Question

The polar coordinates of the point whose Cartesian coordinates are (-1, -1) is
  $
  (a){\text{ }}\left( {\sqrt 2 ,\dfrac{\pi }{4}} \right) \\
  (b){\text{ }}\left( {\sqrt 2 ,\dfrac{{3\pi }}{4}} \right) \\
  (c){\text{ }}\left( {\sqrt 2 , - \dfrac{\pi }{4}} \right) \\
  (d){\text{ }}\left( {\sqrt 2 , - \dfrac{{3\pi }}{4}} \right) \\
   $

Answer 1

Hint: In this question convert the given coordinates in the form of (r, $ \theta $ ) where r is the magnitude and $ \theta $ is the angle in polar form.
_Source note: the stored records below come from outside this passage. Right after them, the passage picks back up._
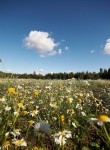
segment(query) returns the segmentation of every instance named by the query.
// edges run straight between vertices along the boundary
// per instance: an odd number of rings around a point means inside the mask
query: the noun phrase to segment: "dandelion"
[[[15,92],[15,88],[8,88],[8,93],[14,93]]]
[[[33,94],[34,94],[35,96],[38,96],[38,95],[39,95],[39,92],[38,92],[38,91],[34,91]]]
[[[100,115],[98,118],[90,118],[89,121],[96,121],[98,125],[102,126],[104,122],[110,122],[110,118],[106,115]]]

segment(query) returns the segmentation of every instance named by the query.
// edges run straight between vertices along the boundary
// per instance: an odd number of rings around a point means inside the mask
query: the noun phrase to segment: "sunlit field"
[[[109,150],[110,81],[0,80],[3,150]]]

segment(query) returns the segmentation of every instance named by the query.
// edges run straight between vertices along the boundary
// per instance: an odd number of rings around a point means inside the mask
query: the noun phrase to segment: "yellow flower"
[[[72,103],[73,99],[72,98],[68,98],[67,99],[69,103]]]
[[[15,88],[8,88],[8,93],[14,93],[15,92]]]
[[[28,122],[29,122],[30,126],[32,126],[32,125],[34,124],[35,121],[29,120]]]
[[[10,146],[10,141],[5,141],[3,143],[3,148],[8,148]]]
[[[34,95],[36,95],[36,96],[39,95],[39,92],[38,92],[38,91],[34,91],[33,93],[34,93]]]
[[[60,97],[60,101],[63,101],[63,98],[62,98],[62,97]]]
[[[37,148],[36,146],[34,146],[34,147],[32,148],[32,150],[38,150],[38,148]]]
[[[62,123],[64,123],[65,116],[64,116],[64,115],[61,115],[61,116],[60,116],[60,120],[61,120]]]
[[[105,122],[108,122],[108,121],[110,121],[110,118],[108,117],[108,116],[106,116],[106,115],[101,115],[101,116],[99,116],[98,117],[98,120],[99,121],[105,121]]]
[[[27,112],[26,110],[23,111],[24,115],[27,115],[29,112]]]
[[[23,103],[18,103],[19,108],[23,107]]]
[[[110,118],[106,115],[100,115],[98,118],[90,118],[89,121],[97,121],[97,124],[102,126],[104,122],[110,122]]]
[[[32,148],[32,150],[44,150],[43,148],[41,148],[41,147],[36,147],[36,146],[34,146],[33,148]]]
[[[15,95],[15,96],[18,96],[18,94],[19,94],[19,92],[14,92],[14,95]]]
[[[78,102],[79,102],[79,103],[82,103],[82,100],[81,100],[81,99],[78,99]]]

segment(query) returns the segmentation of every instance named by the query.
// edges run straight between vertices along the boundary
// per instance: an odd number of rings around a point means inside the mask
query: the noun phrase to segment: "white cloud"
[[[95,50],[91,50],[91,53],[92,53],[92,54],[95,53]]]
[[[52,56],[55,56],[57,54],[58,54],[58,52],[53,50],[52,52],[49,52],[49,53],[46,53],[46,54],[41,54],[40,57],[42,57],[42,58],[49,57],[49,56],[52,57]]]
[[[68,46],[65,46],[65,50],[67,51],[69,49],[69,47]]]
[[[29,49],[34,49],[43,56],[43,54],[52,55],[55,53],[54,48],[59,43],[55,43],[48,32],[31,31],[24,39],[25,46]]]
[[[110,38],[106,40],[104,47],[104,53],[110,55]]]
[[[58,54],[59,54],[59,55],[62,54],[62,49],[61,49],[61,48],[58,50]]]
[[[62,54],[62,49],[59,49],[58,51],[53,50],[52,52],[46,53],[46,54],[41,54],[40,57],[44,58],[44,57],[52,57],[55,55],[61,55]]]
[[[11,72],[12,72],[12,70],[11,70],[11,69],[7,69],[7,70],[6,70],[6,72],[11,73]]]
[[[44,75],[45,73],[44,73],[44,69],[39,69],[39,70],[37,70],[36,71],[36,74],[42,74],[42,75]]]
[[[64,39],[62,39],[62,40],[61,40],[61,42],[65,42],[65,40],[64,40]]]

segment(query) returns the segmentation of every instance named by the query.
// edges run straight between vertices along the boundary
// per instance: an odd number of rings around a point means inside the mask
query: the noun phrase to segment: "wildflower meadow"
[[[0,149],[109,150],[110,81],[0,80]]]

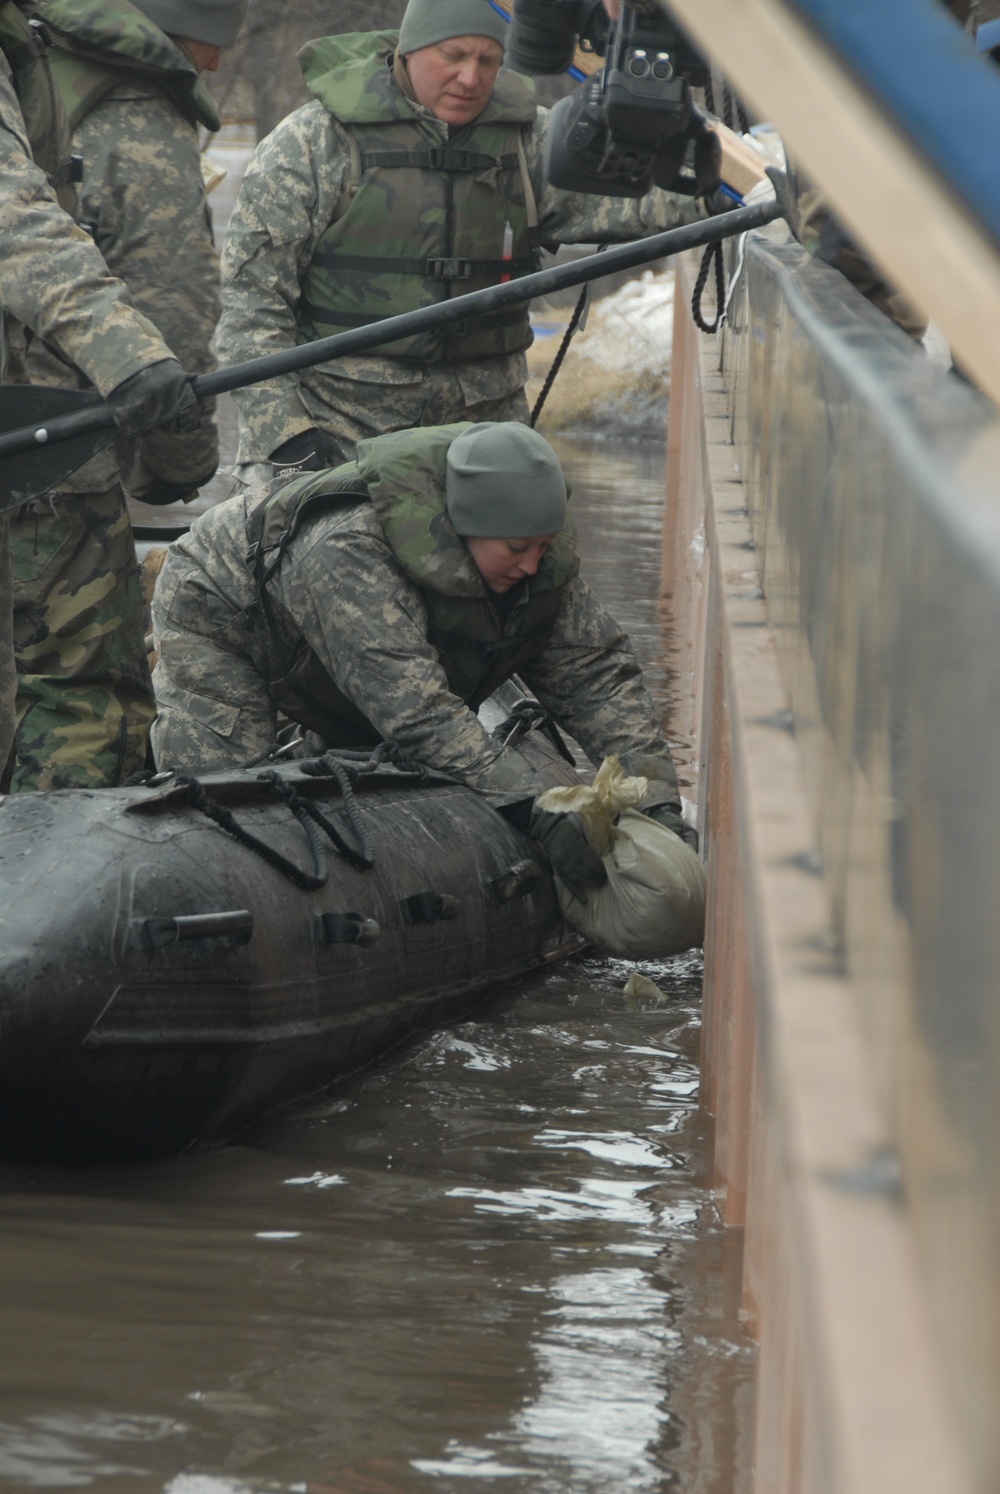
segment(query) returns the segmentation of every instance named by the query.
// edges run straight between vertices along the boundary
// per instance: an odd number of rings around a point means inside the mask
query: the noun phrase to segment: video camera
[[[601,0],[514,0],[507,65],[515,72],[564,72],[578,42],[606,60],[552,110],[552,185],[613,197],[643,197],[654,184],[714,192],[722,149],[691,99],[692,87],[709,82],[709,66],[656,0],[624,0],[614,22]]]

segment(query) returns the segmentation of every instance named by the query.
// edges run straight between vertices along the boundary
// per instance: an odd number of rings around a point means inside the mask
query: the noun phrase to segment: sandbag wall
[[[681,310],[665,592],[756,1487],[1000,1487],[1000,424],[797,245]],[[682,723],[682,726],[685,723]]]

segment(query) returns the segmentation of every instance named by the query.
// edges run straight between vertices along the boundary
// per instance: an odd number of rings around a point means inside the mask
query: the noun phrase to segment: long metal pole
[[[523,275],[503,285],[488,286],[486,290],[471,291],[467,295],[454,296],[434,306],[423,306],[419,311],[384,317],[350,332],[338,332],[333,337],[322,337],[316,342],[303,343],[280,353],[269,353],[264,358],[254,358],[248,363],[236,363],[230,368],[199,374],[192,380],[192,386],[202,399],[225,394],[231,389],[243,389],[248,384],[260,384],[265,379],[280,378],[283,374],[312,368],[318,363],[328,363],[334,358],[371,352],[386,343],[413,337],[421,332],[435,331],[453,322],[464,321],[469,316],[485,316],[507,306],[519,305],[535,296],[551,295],[554,291],[566,290],[569,286],[584,285],[587,281],[599,280],[618,270],[634,269],[650,260],[664,259],[668,255],[681,254],[686,249],[714,244],[719,239],[762,228],[764,224],[781,216],[782,209],[776,200],[738,208],[715,218],[685,224],[682,228],[652,234],[648,239],[640,239],[635,243],[617,245],[606,249],[602,254],[590,254],[583,260],[553,265],[550,269],[539,270],[534,275]],[[49,442],[110,430],[113,426],[108,406],[103,403],[93,405],[71,415],[57,416],[45,425],[23,426],[19,430],[0,435],[0,458],[36,450]]]

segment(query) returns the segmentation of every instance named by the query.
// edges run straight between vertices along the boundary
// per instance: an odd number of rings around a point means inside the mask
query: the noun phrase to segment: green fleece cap
[[[409,0],[399,28],[404,57],[453,36],[489,36],[507,45],[510,26],[490,0]]]
[[[231,47],[247,13],[247,0],[132,0],[136,10],[185,41]]]
[[[566,524],[566,479],[544,436],[516,421],[484,420],[448,447],[445,506],[456,534],[534,539]]]

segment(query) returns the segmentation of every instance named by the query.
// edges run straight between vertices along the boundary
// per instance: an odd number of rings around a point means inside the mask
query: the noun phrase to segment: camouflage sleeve
[[[214,367],[219,260],[201,174],[198,134],[154,85],[128,85],[103,99],[74,137],[83,156],[81,222],[133,304],[153,318],[189,373]],[[211,412],[187,435],[156,431],[136,443],[130,491],[154,477],[196,483],[214,470]]]
[[[542,787],[533,769],[448,688],[420,593],[375,524],[311,525],[290,547],[277,600],[384,737],[496,805],[533,798]]]
[[[350,170],[347,135],[319,101],[282,120],[257,147],[229,220],[222,253],[223,363],[295,346],[299,283],[333,219]],[[314,424],[299,377],[238,390],[237,461],[263,462]]]
[[[647,805],[677,797],[677,773],[632,646],[579,576],[544,650],[522,670],[529,689],[595,766],[617,753],[652,779]]]
[[[0,306],[58,348],[102,394],[170,356],[125,286],[56,202],[31,160],[10,75],[0,69]]]
[[[539,109],[524,141],[528,175],[538,206],[538,226],[544,243],[613,244],[641,239],[649,233],[697,223],[704,208],[693,197],[653,187],[645,197],[599,197],[595,192],[566,192],[550,187],[543,153],[549,111]]]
So consider a position vector of the form $ \vec r = x\hat i + y\hat j $ where angle can be taken out as $ \theta = {\tan ^{ - 1}}\left( {\dfrac{y}{x}} \right) $ , and $ r = \sqrt {{x^2} + {y^2}} $ . This will help approaching the problem.
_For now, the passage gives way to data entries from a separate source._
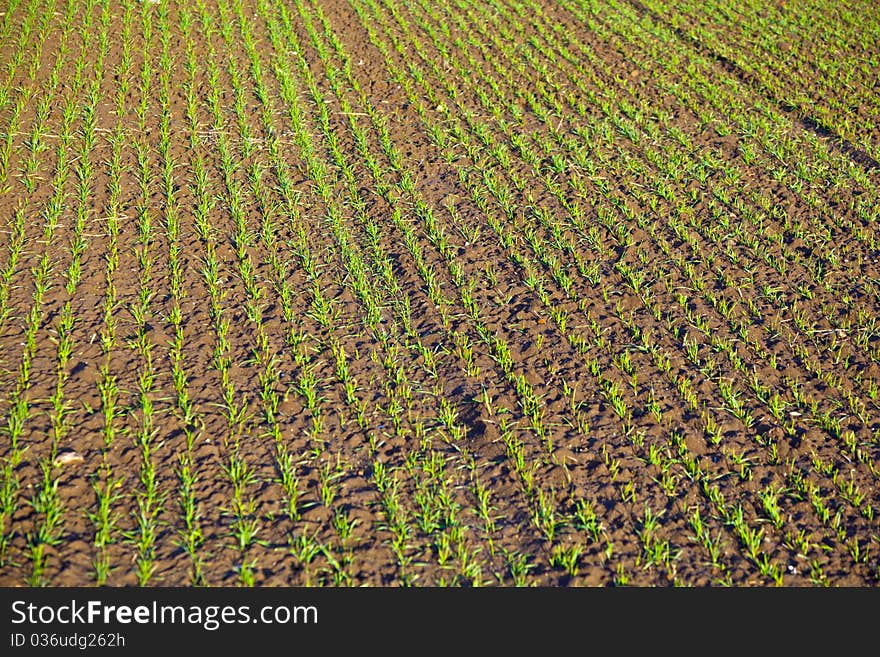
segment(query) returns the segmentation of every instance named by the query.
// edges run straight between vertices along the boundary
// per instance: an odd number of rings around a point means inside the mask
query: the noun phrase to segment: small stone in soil
[[[67,450],[58,454],[55,457],[55,467],[60,467],[62,465],[70,465],[73,463],[83,463],[85,459],[78,453],[73,450]]]

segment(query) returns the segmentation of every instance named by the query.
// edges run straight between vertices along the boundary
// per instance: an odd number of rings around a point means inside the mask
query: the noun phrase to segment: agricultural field
[[[880,583],[873,0],[0,9],[0,585]]]

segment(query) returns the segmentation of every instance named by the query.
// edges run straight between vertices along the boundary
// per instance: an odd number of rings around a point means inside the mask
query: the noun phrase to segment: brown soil
[[[628,3],[27,4],[0,585],[878,583],[880,172],[725,61]]]

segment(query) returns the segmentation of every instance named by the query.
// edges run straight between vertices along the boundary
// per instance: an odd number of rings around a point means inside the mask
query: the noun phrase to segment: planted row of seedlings
[[[100,9],[100,14],[95,18],[99,21],[97,30],[91,33],[92,11]],[[97,13],[97,12],[96,12]],[[56,550],[65,544],[67,536],[71,533],[80,533],[86,524],[86,519],[80,514],[71,514],[66,508],[70,502],[59,490],[60,486],[69,486],[70,480],[63,479],[64,456],[68,454],[65,449],[66,443],[70,442],[73,430],[80,424],[86,410],[79,395],[80,389],[68,385],[72,378],[73,368],[79,366],[81,361],[73,362],[74,358],[80,358],[83,345],[81,342],[88,335],[89,330],[82,326],[82,317],[88,310],[84,308],[77,295],[79,286],[85,282],[83,277],[84,261],[87,261],[89,247],[93,238],[93,225],[95,214],[93,211],[94,198],[97,187],[95,158],[99,150],[97,112],[101,98],[101,86],[105,77],[104,62],[109,52],[109,25],[110,3],[87,3],[85,7],[86,18],[83,21],[77,68],[74,74],[75,88],[81,86],[83,99],[80,103],[80,128],[79,144],[73,159],[73,172],[76,182],[73,190],[75,199],[75,216],[69,216],[69,241],[67,253],[69,257],[64,270],[66,283],[64,290],[63,306],[58,313],[58,322],[55,326],[57,334],[57,356],[55,390],[50,396],[52,410],[50,412],[52,442],[49,453],[41,460],[40,468],[43,471],[43,487],[40,492],[41,501],[45,501],[45,520],[39,525],[37,534],[41,537],[40,544],[30,548],[33,559],[33,571],[31,574],[32,585],[42,585],[51,581],[45,573],[46,551],[43,544]],[[80,79],[86,77],[86,61],[91,60],[91,80]],[[76,352],[76,353],[75,353]],[[66,388],[71,388],[66,390]],[[37,508],[37,505],[34,505]],[[57,516],[57,518],[55,518]],[[71,517],[73,516],[73,517]],[[38,521],[39,522],[39,521]],[[55,524],[57,526],[53,527]],[[57,561],[62,559],[57,558]],[[63,560],[69,562],[69,558]],[[42,562],[42,563],[41,563]],[[53,564],[58,570],[63,567]],[[66,563],[65,563],[66,565]],[[53,569],[54,570],[54,569]],[[57,572],[57,571],[56,571]]]
[[[49,121],[49,114],[51,109],[57,104],[57,92],[60,88],[61,78],[60,71],[68,62],[68,52],[65,50],[64,46],[68,43],[69,36],[73,31],[73,18],[75,12],[70,11],[66,14],[66,20],[64,23],[63,33],[59,36],[59,40],[62,44],[62,47],[59,48],[56,53],[54,65],[52,68],[52,72],[49,76],[49,79],[44,83],[42,91],[42,98],[39,102],[38,108],[36,110],[36,116],[34,117],[33,123],[30,128],[27,128],[23,125],[23,122],[26,120],[26,109],[28,107],[28,103],[34,97],[39,95],[39,92],[34,89],[32,85],[26,86],[22,85],[19,89],[25,89],[19,97],[15,101],[15,105],[12,108],[9,120],[6,123],[5,130],[5,139],[2,145],[2,151],[0,151],[0,193],[2,193],[3,197],[7,197],[11,194],[15,188],[9,183],[9,174],[10,171],[21,171],[22,169],[26,169],[30,171],[29,176],[25,176],[25,179],[21,181],[26,187],[33,190],[34,180],[33,175],[35,169],[40,168],[40,158],[50,157],[50,160],[43,163],[43,166],[46,168],[51,168],[53,163],[51,162],[51,147],[49,138],[47,136],[47,122]],[[46,21],[44,21],[45,23]],[[75,107],[67,104],[65,109],[68,112],[74,112]],[[64,120],[72,123],[74,117],[70,114],[65,114]],[[16,137],[22,137],[24,139],[19,140],[21,143],[18,144],[18,148],[14,148],[16,145]],[[24,161],[23,152],[27,149],[28,151],[28,159],[29,163],[27,167],[23,164],[20,164]],[[15,155],[15,157],[14,157]],[[35,194],[28,194],[23,199],[19,199],[17,201],[17,210],[20,212],[26,212],[30,203],[36,201],[39,202],[41,200],[45,200],[46,191],[44,189],[45,186],[41,186],[41,194],[37,198],[33,198],[36,196]],[[15,227],[13,227],[15,226]],[[9,260],[6,264],[6,270],[8,273],[4,277],[3,281],[3,292],[2,297],[0,297],[0,302],[2,302],[3,310],[0,311],[3,314],[0,315],[2,320],[5,320],[8,317],[8,311],[6,308],[6,301],[9,295],[9,284],[10,278],[15,271],[16,266],[20,266],[22,263],[18,262],[18,257],[22,253],[22,246],[20,240],[26,237],[26,233],[20,231],[17,228],[17,223],[11,223],[9,228],[12,229],[12,234],[15,235],[10,240],[9,245]],[[26,225],[24,226],[27,227]],[[0,328],[2,328],[2,320],[0,320]]]
[[[46,37],[48,36],[50,27],[53,26],[52,18],[55,14],[54,9],[54,3],[42,7],[41,11],[39,0],[31,2],[27,6],[27,15],[24,18],[19,18],[19,30],[16,45],[8,51],[11,56],[5,62],[6,78],[2,86],[0,86],[0,108],[6,110],[13,100],[14,104],[9,111],[8,121],[4,126],[6,128],[6,134],[3,159],[0,160],[3,162],[4,166],[4,183],[8,178],[5,167],[8,164],[9,151],[12,148],[12,143],[15,137],[18,136],[16,130],[22,119],[22,112],[36,93],[36,89],[34,88],[36,86],[36,75],[40,69],[40,60]],[[66,13],[66,18],[68,19],[66,25],[68,26],[72,26],[69,19],[72,18],[74,9],[75,5],[69,3]],[[6,13],[4,24],[7,28],[11,28],[12,25],[15,24],[15,21],[13,20],[13,16],[15,16],[14,10],[15,7],[10,7],[10,11]],[[36,32],[34,31],[35,27]],[[33,37],[33,42],[30,40],[31,37]],[[8,38],[8,33],[4,39],[6,38]],[[23,64],[27,64],[27,82],[15,85],[17,79],[16,74],[18,74],[18,78],[23,77],[21,75],[21,67]]]
[[[437,133],[434,133],[434,134],[437,134]],[[532,275],[533,275],[533,274],[530,274],[530,276],[532,276]],[[527,280],[528,280],[528,278],[529,278],[529,277],[527,277]],[[528,284],[528,283],[527,283],[527,284]],[[551,370],[550,367],[548,367],[548,373],[553,374],[553,372],[552,372],[552,370]],[[566,387],[567,387],[566,384],[563,383],[563,390],[565,390]],[[570,392],[570,390],[569,390],[569,392]],[[576,404],[575,404],[574,402],[575,402],[575,400],[572,399],[572,408],[573,408],[573,409],[576,407]],[[587,430],[587,429],[586,429],[586,425],[585,425],[585,423],[584,423],[584,421],[583,421],[583,417],[584,417],[584,415],[582,414],[581,411],[575,411],[575,414],[576,414],[576,416],[577,416],[577,426],[579,427],[579,430],[580,430],[580,431],[586,431],[586,430]],[[574,425],[572,425],[572,426],[574,426]],[[544,438],[545,438],[545,440],[546,440],[546,436],[545,436]],[[547,441],[546,444],[550,445],[550,444],[552,444],[552,443],[551,443],[550,441]],[[614,471],[615,471],[617,468],[619,468],[619,463],[616,463],[614,459],[608,460],[608,463],[610,463],[610,465],[611,465],[612,479],[613,479],[614,476],[615,476],[613,473],[614,473]],[[629,483],[629,487],[630,487],[630,488],[631,488],[631,486],[632,486],[632,482]],[[625,488],[624,490],[626,490],[626,488]],[[629,493],[626,493],[626,494],[628,495]],[[583,503],[583,502],[584,502],[583,500],[576,500],[576,502],[575,502],[575,504],[574,504],[573,506],[574,506],[575,508],[578,508],[578,509],[579,509],[579,508],[582,508],[582,503]],[[544,506],[544,505],[542,505],[542,506]],[[552,508],[552,507],[551,507],[551,508]],[[544,515],[546,515],[546,513],[545,513]],[[567,514],[560,513],[560,514],[558,514],[558,517],[559,517],[559,518],[564,518],[564,517],[566,517],[566,515],[567,515]],[[593,525],[593,526],[595,527],[595,525]],[[610,551],[609,551],[609,554],[610,554]],[[638,557],[636,558],[636,561],[638,561]]]
[[[97,3],[86,8],[87,23],[95,6]],[[67,15],[65,35],[70,33],[72,16],[71,11]],[[33,263],[30,267],[33,294],[26,314],[23,308],[14,307],[4,309],[3,313],[7,318],[22,319],[20,339],[24,342],[21,342],[23,349],[15,382],[7,388],[9,396],[4,399],[9,404],[5,407],[5,424],[10,452],[2,486],[5,516],[2,559],[4,562],[8,559],[26,572],[26,581],[31,585],[45,583],[48,573],[61,566],[56,555],[65,544],[68,522],[59,490],[61,472],[56,458],[67,437],[74,406],[65,386],[76,344],[78,313],[73,299],[81,279],[81,260],[87,247],[85,231],[90,221],[88,205],[93,185],[90,158],[97,139],[94,110],[102,78],[101,58],[106,54],[106,22],[102,22],[101,28],[97,35],[91,34],[89,29],[83,32],[89,36],[83,36],[75,60],[75,71],[79,75],[75,77],[75,84],[67,87],[64,101],[58,105],[61,116],[56,119],[60,124],[56,126],[58,146],[54,151],[53,177],[48,185],[51,195],[48,198],[35,195],[36,198],[28,198],[18,205],[11,260],[6,270],[6,280],[11,283],[15,280],[13,276],[29,261]],[[95,77],[90,81],[85,70],[88,57],[94,55],[94,46],[89,41],[93,37],[100,44],[100,53]],[[64,65],[66,54],[56,56],[54,72]],[[44,98],[53,97],[59,88],[58,82],[58,78],[50,81]],[[50,114],[43,113],[34,122],[31,136],[45,134],[50,121]],[[43,148],[31,149],[31,153],[47,149],[43,144]],[[33,171],[28,169],[21,176],[26,188],[32,183],[32,175]],[[75,208],[73,211],[67,207],[68,200]],[[29,241],[28,228],[39,228],[41,234]],[[65,232],[66,243],[62,237]],[[60,277],[66,279],[63,286]],[[24,291],[30,287],[30,283],[18,283],[12,289]],[[63,292],[59,291],[62,287]],[[4,297],[4,302],[7,298]],[[13,298],[13,303],[15,301]],[[58,319],[50,325],[53,317]],[[13,328],[15,324],[17,321],[8,326]],[[54,337],[43,338],[45,334],[41,334],[41,330]],[[51,375],[43,377],[46,370]],[[13,547],[17,554],[6,554]]]
[[[94,583],[104,586],[108,583],[113,568],[112,551],[120,536],[120,522],[123,515],[125,476],[114,470],[114,443],[122,433],[120,420],[124,409],[120,375],[116,372],[114,350],[119,347],[119,291],[117,276],[120,270],[120,232],[125,223],[126,213],[123,185],[130,169],[126,166],[123,150],[127,143],[124,121],[127,115],[128,88],[133,74],[132,67],[132,24],[133,3],[126,3],[120,17],[121,57],[113,74],[117,81],[116,93],[112,96],[113,113],[116,121],[108,137],[110,156],[107,167],[107,201],[104,205],[103,224],[106,239],[103,260],[104,291],[101,303],[101,326],[97,330],[101,353],[96,381],[101,415],[101,461],[92,475],[92,489],[95,494],[93,506],[87,511],[92,524],[91,576]],[[123,270],[124,271],[124,270]],[[96,359],[97,360],[97,359]],[[118,448],[118,446],[117,446]],[[91,579],[91,578],[90,578]]]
Complete step-by-step answer:

The pictorial representation of the Cartesian coordinates in the Cartesian plane is shown in the above diagram.
Let the point is P as shown in the figure.
Therefore, P = (x, y) = (-1, -1)
Therefore, x = -1 and y = -1
Now we have to convert these coordinates into the polar coordinates.
Now the polar coordinates is given as (r, $ \theta $ )
Where r is the magnitude and $ \theta $ is the angle in polar form.
And r vector is given as,
  $ \vec r = x\hat i + y\hat j $ Where, $ \hat i $ and $ \hat j $ are the unit vectors along x and y axis respectively.
And $ \theta = {\tan ^{ - 1}}\left( {\dfrac{y}{x}} \right) $
Now substitute the values we have,
  $ \vec r = - \hat i - \hat j $
Now take the magnitude of the above vector we have,
  $ \left| {\vec r} \right| = \left| { - \hat i - \hat j} \right| = \sqrt {{{\left( { - 1} \right)}^2} + {{\left( { - 1} \right)}^2}} = \sqrt {1 + 1} = \sqrt 2 $
  $ \Rightarrow r = \sqrt 2 $
And
  $ \theta = {\tan ^{ - 1}}\left( {\dfrac{{ - 1}}{{ - 1}}} \right) $
Now simplify this we have,
  $ \Rightarrow \theta = {\tan ^{ - 1}}\left( 1 \right) $
Now as we know that $ {\tan ^{ - 1}}\left( 1 \right) = {\tan ^{ - 1}}\left( {\tan \dfrac{\pi }{4}} \right) = \dfrac{\pi }{4} $ but as the given Cartesian coordinates lies in 3rd quadrant as shown in the figure and tan is positive in 3rd quadrant and negative in 2nd quadrant so it is written as
  $ \Rightarrow \theta = {\tan ^{ - 1}}\left( {\tan \left( {\pi + \dfrac{\pi }{4}} \right)} \right) = - {\tan ^{ - 1}}\left( {\tan \left( {\pi - \dfrac{\pi }{4}} \right)} \right) $
  $ \Rightarrow \theta = \left( {\pi + \dfrac{\pi }{4}} \right) = - \left( {\pi - \dfrac{\pi }{4}} \right) $
  $ \Rightarrow \theta = \left( {\dfrac{{5\pi }}{4}} \right) = - \left( {\dfrac{{3\pi }}{4}} \right) $
So the polar coordinates of the given Cartesian coordinates is $ \left( {r,\theta } \right) = \left( {\sqrt 2 , - \dfrac{{3\pi }}{4}} \right) $ .
So this is the required answer.
Hence option (D) is the correct answer.

Note The trick point here was consideration of the fact that the given points are lying on the third quadrant as the x and y coordinates of the given points are both negative and thus the angle obtained has to be taken into the third quadrant only. Since upto $ \pi $ we have the second quadrant so the third quadrant angles can be evaluated.